Agora adaptado à luz do sol e imbuído da alegria que o conhecimento do mundo real lhe proporcionou, o ex-prisioneiro decide regressar à caverna a fim de transmitir aos seus companheiros o conhecimento adquirido, enfrentando forte incômodo com a passagem da luz para a escuridão novamente.
De volta ao interior da caverna, relata aos prisioneiros as características do mundo exterior e expõe que o que eles veem como verdade não passa de um mundo de ilusões, pois aquelas imagens não refletem a realidade do mundo exterior. As informações não são bem recebidas pelo grupo que, taxando-o de louco, decide matá-lo em razão do perigo que a sua insanidade poderia gerar.
Nessa parábola, Platão expressamente compara a situação dos prisioneiros a dos homens em seu estado de ignorância e expõe a tendência do ser humano de reforçar as crenças até então incorporadas. O sol é comparado ao conhecimento, cujo contato inicial gera incômodo e pode ser considerado como loucura por aqueles que vivem no mundo das sombras (ignorância).
Correlacionando a alegoria platônica com o racismo no sistema de justiça, podemos concluir que o operador do Direito que insiste em ignorar os processos raciais em nosso país encontra-se, por assim dizer, dentro da “caverna”, trabalhando com base em um cenário que corresponde a meras sombras no paredão à sua frente.

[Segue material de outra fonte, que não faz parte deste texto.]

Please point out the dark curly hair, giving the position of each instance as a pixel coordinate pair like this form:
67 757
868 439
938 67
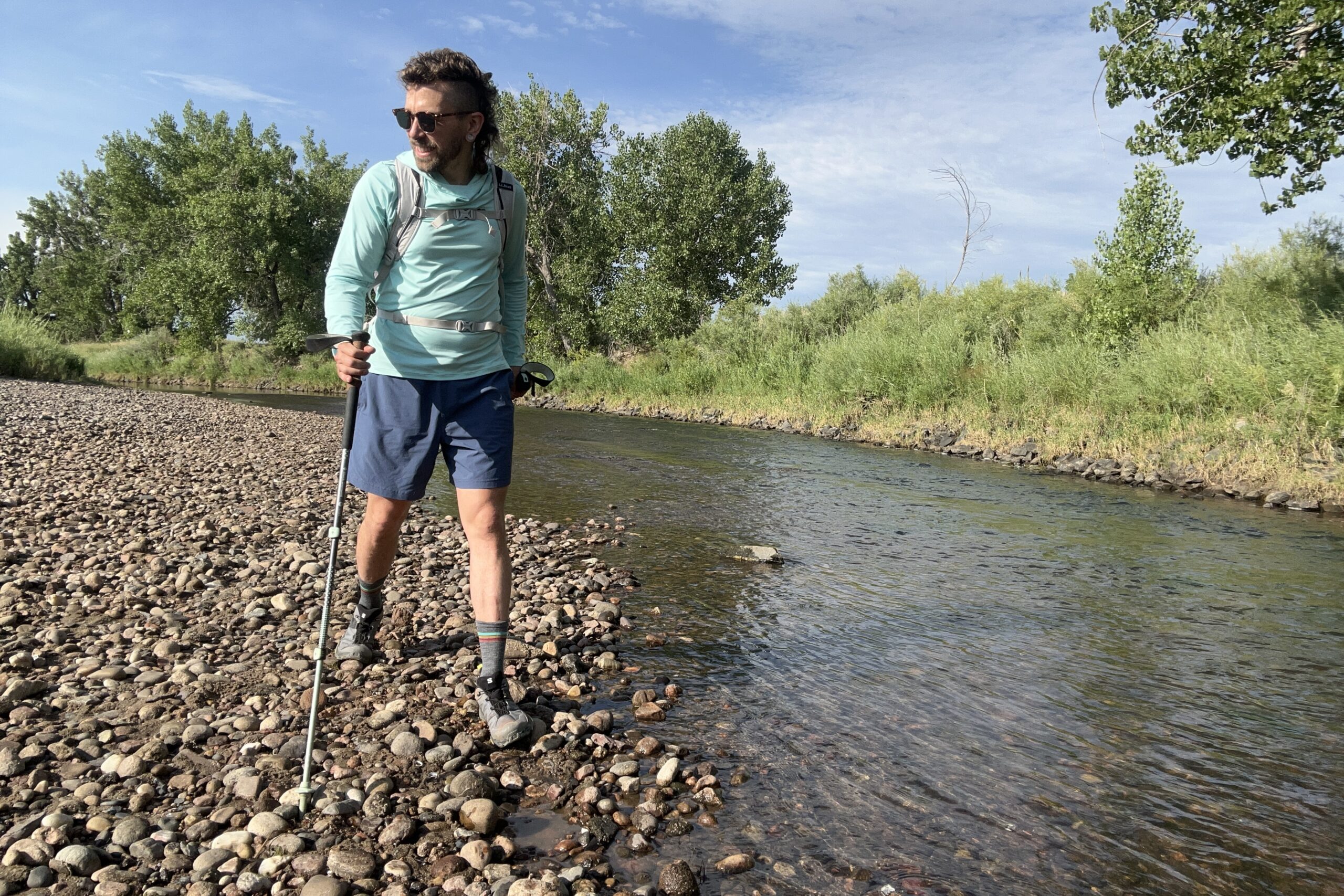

Na sua acepção estrutural, o racismo é o modo normal com que se constituem as relações políticas, econômicas, jurídicas e familiares em nossa sociedade. Essa estrutura social conta com um sofisticado mecanismo que procura invisibilizar o racismo, acabando por gerar sérias violações de direitos fundamentais. E o que não é enxergado, reconhecido, não pode ser enfrentado eficazmente.
Nessa perspectiva, destaca-se o papel da sociologia, da filosofia e da história, que podem auxiliar os operadores do Direito na tarefa de desvelar a existência desses mecanismos ocultos que fazem perpetuar o racismo estrutural no Brasil. Assim como na metáfora de Platão, a vida dentro da caverna gera nos operadores do Direito a falsa percepção da realidade ou a invisibilidade do racismo.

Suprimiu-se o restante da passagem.